Former Publisher of CIO Magazine Still Doesn't Get It on H-1Bs

By John Miano on April 11, 2019

In 1994, AIG became one of the first companies to give a large number of Americans the H-1B boot. About 250 American computer programmers were replaced by H-1B workers supplied by Syntel. The Americans had to train their replacements in order to collect a severance package and unemployment.

At the time, the finance and insurance giant boasted that this change was going to save them tens of millions of dollars a year.

But things did not work out as planned.

A couple of years later, I worked as a consultant at AIG to help clean up the resulting mess. The H-1B workers turned out to be completely incompetent. Imagine a major corporation turning over its computer systems to a junior high school. All of the H-1B-written code had to be "renovated" (i.e., rewritten) in order to figure out what it was doing before modifications could be attempted to the system.

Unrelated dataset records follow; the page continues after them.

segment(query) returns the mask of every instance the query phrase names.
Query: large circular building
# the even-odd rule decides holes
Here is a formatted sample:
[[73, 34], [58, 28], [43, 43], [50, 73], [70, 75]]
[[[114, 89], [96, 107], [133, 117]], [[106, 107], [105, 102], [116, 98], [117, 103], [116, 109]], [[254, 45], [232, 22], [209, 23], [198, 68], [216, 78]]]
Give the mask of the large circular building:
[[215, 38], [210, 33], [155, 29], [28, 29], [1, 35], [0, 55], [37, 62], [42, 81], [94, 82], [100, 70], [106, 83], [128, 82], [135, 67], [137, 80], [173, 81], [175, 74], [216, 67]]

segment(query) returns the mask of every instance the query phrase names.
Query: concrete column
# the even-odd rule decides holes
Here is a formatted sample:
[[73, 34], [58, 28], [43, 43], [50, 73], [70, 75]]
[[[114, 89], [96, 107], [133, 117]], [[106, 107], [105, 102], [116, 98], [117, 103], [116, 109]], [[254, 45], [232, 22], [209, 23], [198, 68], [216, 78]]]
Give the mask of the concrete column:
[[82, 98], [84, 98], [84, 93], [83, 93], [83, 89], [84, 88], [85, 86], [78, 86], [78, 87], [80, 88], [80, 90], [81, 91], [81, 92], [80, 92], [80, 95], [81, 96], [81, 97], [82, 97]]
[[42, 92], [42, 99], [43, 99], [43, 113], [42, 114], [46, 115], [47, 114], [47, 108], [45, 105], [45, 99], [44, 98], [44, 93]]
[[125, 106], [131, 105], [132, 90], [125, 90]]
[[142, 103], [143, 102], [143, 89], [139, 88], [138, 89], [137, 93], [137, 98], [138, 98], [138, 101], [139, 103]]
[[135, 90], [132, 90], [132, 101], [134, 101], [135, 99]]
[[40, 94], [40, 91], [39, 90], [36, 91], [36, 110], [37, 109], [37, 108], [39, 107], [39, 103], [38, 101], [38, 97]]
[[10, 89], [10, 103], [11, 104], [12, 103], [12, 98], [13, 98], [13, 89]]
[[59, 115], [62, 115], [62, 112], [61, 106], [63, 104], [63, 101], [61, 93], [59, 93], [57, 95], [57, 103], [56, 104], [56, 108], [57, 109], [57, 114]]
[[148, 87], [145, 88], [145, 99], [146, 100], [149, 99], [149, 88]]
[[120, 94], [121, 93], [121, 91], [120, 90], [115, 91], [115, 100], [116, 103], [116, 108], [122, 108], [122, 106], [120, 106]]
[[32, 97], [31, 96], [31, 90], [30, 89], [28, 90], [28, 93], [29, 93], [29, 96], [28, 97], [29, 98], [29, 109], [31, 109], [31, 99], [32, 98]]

While I was at AIG, CIO Magazine published an article on how outsourcing to Syntel could save a company money. The article was hilarious because adding up all the claimed savings from the companies in the article did not amount to a fraction of what AIG had to spend to clean up their mess.

Everyone doing the cleanup had a copy of this article pinned to the wall of their cubicles. CIO Magazine was always good for a laugh.

Seeing this waste of hundreds of American losing their jobs to incompetents is what set me on the path to law school. That was just my first encounter with the incompetence that is H-1B programming.

I write this historical account so that you can appreciate the humor of a blog post on the Wall Street Journal website written by the former publisher of CIO Magazine.

The blog laments the drop in H-1B workers, celebrates the talent from India and China, and whines about a "widening skills gap".

Yet it is the countries that supply H-1B workers that have the skills gap.

American computer programmers are much higher skilled than their Indian and Chinese counterparts celebrated in the Wall Street Journal blog. Employers can find higher skilled workers at average American schools than they can among the elite schools in India and China.